Eligible Uninsured African Americans: 6 in 10 Could Receive Health Insurance Marketplace Tax Credits, Medicaid or CHIP. Methodological Overview and Study Limitations

12/09/2013

This analysis is based on ASPE analysis of the 2011 American Community Survey Public Use Microdata Sample (ACS PUMS), the best source for obtaining information about the current characteristics of the uninsured population at the state level and for smaller demographic groups. ASPE tabulations from the ACS PUMS have been adjusted to exclude estimated undocumented persons based on ASPE’s TRIM3 microsimulation model (http://trim.urban.org).16

The smallest geographic unit defined in the ACS PUMS is the Census-defined public-use microdata area (PUMA). To obtain metropolitan area estimates, we assigned PUMAs to metropolitan statistical areas based on a crosswalk created from the University of Minnesota’s Integrated Public Use Microdata Series.17

Our methodology for examples of plan premiums is described in detail in an earlier ASPE brief titled “Health Insurance Marketplace Premiums for 2014.” The full text is available online at

http://aspe.hhs.gov/health/reports/2013/MarketplacePremiums/ib_marketplace_premiums.cfm.

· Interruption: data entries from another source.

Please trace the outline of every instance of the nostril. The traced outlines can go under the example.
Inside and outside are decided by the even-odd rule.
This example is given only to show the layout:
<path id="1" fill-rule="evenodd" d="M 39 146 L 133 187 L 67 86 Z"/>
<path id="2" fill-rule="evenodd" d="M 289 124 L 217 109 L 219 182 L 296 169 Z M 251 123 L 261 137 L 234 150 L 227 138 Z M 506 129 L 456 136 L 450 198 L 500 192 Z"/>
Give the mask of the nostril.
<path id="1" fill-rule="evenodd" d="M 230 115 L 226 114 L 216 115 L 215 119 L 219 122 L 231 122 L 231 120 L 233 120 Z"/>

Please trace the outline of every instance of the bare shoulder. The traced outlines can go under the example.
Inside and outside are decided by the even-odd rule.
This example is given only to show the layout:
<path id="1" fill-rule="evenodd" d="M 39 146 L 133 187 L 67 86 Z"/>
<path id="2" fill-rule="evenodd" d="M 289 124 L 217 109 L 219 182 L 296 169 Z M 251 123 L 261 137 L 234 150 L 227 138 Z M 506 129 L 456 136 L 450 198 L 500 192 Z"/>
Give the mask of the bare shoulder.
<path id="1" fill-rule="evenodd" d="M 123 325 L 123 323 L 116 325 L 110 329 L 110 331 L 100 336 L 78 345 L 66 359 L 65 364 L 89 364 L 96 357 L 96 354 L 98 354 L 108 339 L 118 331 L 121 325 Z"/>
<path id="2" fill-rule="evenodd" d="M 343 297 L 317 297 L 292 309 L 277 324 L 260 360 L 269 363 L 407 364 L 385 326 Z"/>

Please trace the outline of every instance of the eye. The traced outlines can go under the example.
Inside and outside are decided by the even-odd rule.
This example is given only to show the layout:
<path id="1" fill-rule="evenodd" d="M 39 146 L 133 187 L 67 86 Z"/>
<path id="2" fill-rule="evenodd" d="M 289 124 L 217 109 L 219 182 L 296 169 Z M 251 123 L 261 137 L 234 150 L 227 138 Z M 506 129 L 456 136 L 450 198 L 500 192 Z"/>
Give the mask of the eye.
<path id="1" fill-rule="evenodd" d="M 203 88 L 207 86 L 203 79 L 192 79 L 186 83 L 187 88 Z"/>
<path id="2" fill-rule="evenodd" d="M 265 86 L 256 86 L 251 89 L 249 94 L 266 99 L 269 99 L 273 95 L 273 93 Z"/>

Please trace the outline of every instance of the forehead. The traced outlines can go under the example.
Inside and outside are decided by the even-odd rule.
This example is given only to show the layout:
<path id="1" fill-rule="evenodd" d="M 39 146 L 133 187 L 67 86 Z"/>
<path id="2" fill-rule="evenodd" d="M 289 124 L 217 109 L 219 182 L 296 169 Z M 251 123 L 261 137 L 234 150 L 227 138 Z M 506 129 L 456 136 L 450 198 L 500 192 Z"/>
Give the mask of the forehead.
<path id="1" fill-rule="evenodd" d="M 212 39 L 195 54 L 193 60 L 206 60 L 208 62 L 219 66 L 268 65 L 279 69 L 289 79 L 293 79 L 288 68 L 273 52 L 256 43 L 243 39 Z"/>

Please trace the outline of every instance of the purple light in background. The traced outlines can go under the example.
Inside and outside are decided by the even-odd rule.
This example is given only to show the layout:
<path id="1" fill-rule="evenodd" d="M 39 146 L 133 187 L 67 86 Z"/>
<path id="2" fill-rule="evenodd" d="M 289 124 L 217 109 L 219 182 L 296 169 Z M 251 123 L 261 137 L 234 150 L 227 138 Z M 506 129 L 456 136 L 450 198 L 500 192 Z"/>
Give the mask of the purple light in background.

Complete plan data for some states is available at https://www.healthcare.gov/health-plan-information/, and the remaining premium data was obtained from state Marketplace sources.

For family incomes used to estimate Marketplace and Medicaid eligibility, the “family” is defined as the “health insurance unit” (HIU). HIUs include adults plus their spouses and dependent children (ages 0 to 18, plus full-time students under age 23) living in the household, based on ASPE analysis of the ACS PUMS data.

The estimate of uninsured Medicaid-eligible adults is the number of adults age 19 older who have family (HIU) incomes below 138 percent of the FPL and live in one of the 25 Medicaid expansion states or the District of Columbia. Although the statutory threshold for Medicaid expansion set by the Affordable Care Act is 133 percent of the FPL, this brief uses 138 percent of the FPL, which is the effective threshold when the 5 percent statutory disregard is included.

We made the simplifying assumption that children in families with incomes at or below 250 percent of FPL are eligible for CHIP, and children in families with incomes between 250 percent and 400 percent of the FPL are eligible for Marketplace coverage with premium tax credits. We recognize that states have different maximum income standards for CHIP eligibility.